Inspired by Christian values, intellectual curiosity, and a desire to help in the process of modernization, Sidney D. Gamble went to China in 1917 to work on the staff of the Peking YMCA. He spent a total of nine years in China between 1917 and 1932. During that time, he traveled extensively and recorded daily life with his typewriter and Graflex movie camera. Gamble’s photographic archive, containing over four thousand negatives, six hundred hand-colored slides, and thirty reels of 16-mm film, may be the most important visual documentation of China’s social life for these turbulent, transformative years.

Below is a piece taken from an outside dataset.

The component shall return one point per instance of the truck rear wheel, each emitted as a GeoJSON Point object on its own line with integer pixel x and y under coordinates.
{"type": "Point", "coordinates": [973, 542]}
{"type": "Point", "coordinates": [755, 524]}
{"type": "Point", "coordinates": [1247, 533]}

This exhibition featured eighty-one black-and-white photographs taken by Gamble and offered a vibrant and compassionate view of the people and customs of China between the fall of the Qing dynasty (1644–1911) in 1912 and the beginning of the Communist Revolution.
China between Revolutions: Photography by Sidney D. Gamble, 1917-1927
革命之间:甘博摄影
June 29 – September 9, 1989
Exhibition organized by The Sidney D. Gamble Foundation for China Studies and China Institute in America, in collaboration with the Smithsonian Institution Traveling Exhibition Service; catalogue published by The Sidney D. Gamble Foundation; copyright 1989 by The Sidney D. Gamble Foundation for China Studies
Presentation House Gallery, North Vancouver, Canada, October 14– November 26, 1989
Media Coverage
- Andrew L. Yarrow, “Weekender Guide: Pictures of China,” The New York Times, June 30, 1989.
- Andy Grundberg, “Review/Photography: Resonant Images From A Bygone China,” The New York Times, July 6, 1989.
“At a time when photographs customarily are displayed on the basis of their esthetic merits, the exhibition of Gamble’s work is something of an exception. It reminds us that part of what makes camera pictures so appealing is their power to render worlds far apart from our own – both geographically and chronologically – and to provide insights from the past that bear directly on the present.”